Carter Lewis Gould: Thanks for taking the question for Bob or Murdo, wanted to ask on the policy front. We’ve seen IP under attack across the industry on multiple fronts, the most notably in the obesity space. Are you taking actions or advocating either on your own or in conjunction with peers to address persistent unlawful compounding? Or does Amgen now view compounding of the current wave of GLP-1s or as a general concept as a creeping direct or indirect threat to [indiscernible]? Or is Amgen expecting it to fade as a concern by the time MariTide launches? Any thoughts would be appreciated.
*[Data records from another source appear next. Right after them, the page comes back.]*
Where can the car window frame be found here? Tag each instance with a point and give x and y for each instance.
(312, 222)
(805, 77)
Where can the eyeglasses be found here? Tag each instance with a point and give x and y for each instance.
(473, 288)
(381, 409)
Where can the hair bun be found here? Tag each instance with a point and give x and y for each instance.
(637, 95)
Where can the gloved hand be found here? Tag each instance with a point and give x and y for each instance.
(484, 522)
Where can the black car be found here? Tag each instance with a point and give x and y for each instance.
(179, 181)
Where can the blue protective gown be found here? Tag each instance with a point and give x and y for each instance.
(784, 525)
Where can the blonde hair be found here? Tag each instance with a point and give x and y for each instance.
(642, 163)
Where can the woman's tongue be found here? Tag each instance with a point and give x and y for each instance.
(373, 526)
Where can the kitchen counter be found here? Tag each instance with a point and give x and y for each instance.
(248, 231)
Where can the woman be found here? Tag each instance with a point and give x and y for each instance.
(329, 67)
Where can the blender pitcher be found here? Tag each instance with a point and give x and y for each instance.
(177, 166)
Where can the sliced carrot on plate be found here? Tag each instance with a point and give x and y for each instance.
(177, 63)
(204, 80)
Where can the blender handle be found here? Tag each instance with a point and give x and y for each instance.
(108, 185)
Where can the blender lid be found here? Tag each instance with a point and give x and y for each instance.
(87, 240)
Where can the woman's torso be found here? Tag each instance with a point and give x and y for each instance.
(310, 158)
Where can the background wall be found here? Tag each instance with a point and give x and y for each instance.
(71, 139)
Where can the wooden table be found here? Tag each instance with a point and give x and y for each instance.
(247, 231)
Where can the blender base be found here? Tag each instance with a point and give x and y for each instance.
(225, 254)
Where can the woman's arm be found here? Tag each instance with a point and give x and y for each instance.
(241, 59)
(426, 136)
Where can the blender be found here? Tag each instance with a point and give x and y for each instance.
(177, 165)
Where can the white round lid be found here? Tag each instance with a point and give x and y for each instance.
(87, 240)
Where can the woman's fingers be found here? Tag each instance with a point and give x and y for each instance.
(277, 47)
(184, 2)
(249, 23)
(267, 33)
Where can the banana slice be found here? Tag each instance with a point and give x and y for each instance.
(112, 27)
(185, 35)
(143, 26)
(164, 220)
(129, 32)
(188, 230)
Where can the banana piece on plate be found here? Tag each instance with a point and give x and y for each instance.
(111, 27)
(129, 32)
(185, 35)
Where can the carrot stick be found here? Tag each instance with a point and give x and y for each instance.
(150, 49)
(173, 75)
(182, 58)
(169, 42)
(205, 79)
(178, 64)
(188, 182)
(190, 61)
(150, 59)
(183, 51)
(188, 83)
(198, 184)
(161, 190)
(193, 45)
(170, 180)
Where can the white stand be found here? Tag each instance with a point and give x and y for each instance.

Robert A. Bradway: Obviously, Carter, IP is a critical consideration in our industry, and we’re very respectful of the importance of IP as the basis on which investments are made in this industry. Again, you know the drill, right? We invest a couple of billion dollars of research and development over 10 or 15 years and we need to have confidence in the IP that protects those investments. But compounding is less a direct issue for Amgen because our molecule is an antibody, and it won’t be compounded in the way that peptides and small molecules have been and can be in light of the statutes that are available to permit it. But in general, I think we’re pretty clear that compounding is not good for the industry, probably not good for patients.

And we would be mindful of the importance of kind of quality framework that we have in place that the regulators routinely assess us on, and that’s what gives us comfort that we’re providing safe, reliable supply of medicines to our patients. And Murdo, feel free to jump in if you want to add anything.

Murdo Gordon: No, I would concur. I think it’s important to underscore that there isn’t a compounding pathway for a biologic such as MariTide. And it’s concerning that compounders continue to make product available despite the supply situation having been resolved by other manufacturers.

Robert A. Bradway: All right. Let me just address two things quickly before we thank you for joining us on the call. So first, just to highlight, again, I hope you got a clear sense from us that the business is performing well. And that’s true across therapeutic categories and geographies. And our execution is also strong in operations and research and development. And of course, that’s setting the stage for what we expect to be attractive long-term growth for the company. So again, excited about the performance. Looking forward to the second half of the year. But before we conclude today, I just want to share one organizational announcement, which is that Justin Claeys will be transitioning his IR responsibilities to our Treasurer, Adam Elinoff.

Justin will be moving into a new role as the Head of Financial Planning and Analysis at Amgen. And that’s an area where he has spent much of his 20-year career with us. So we’re looking forward to having him back in that leadership role. And thrilled that Adam, who’s been with the company for nearly 19 years will take on the responsibility of Investor Relations in addition to his treasury role. So I’m confident that all of you will enjoy working with him and that it will be a seamless transition. And on behalf of Pete and the rest of the team, I want to thank Justin for the superb job that he’s done in leading the Investor Relations effort. So thank you all for joining us, and we look forward to connecting with you at the next quarterly call.

Operator: This concludes our Amgen Q2 2025 Earnings Conference Call. You may now disconnect.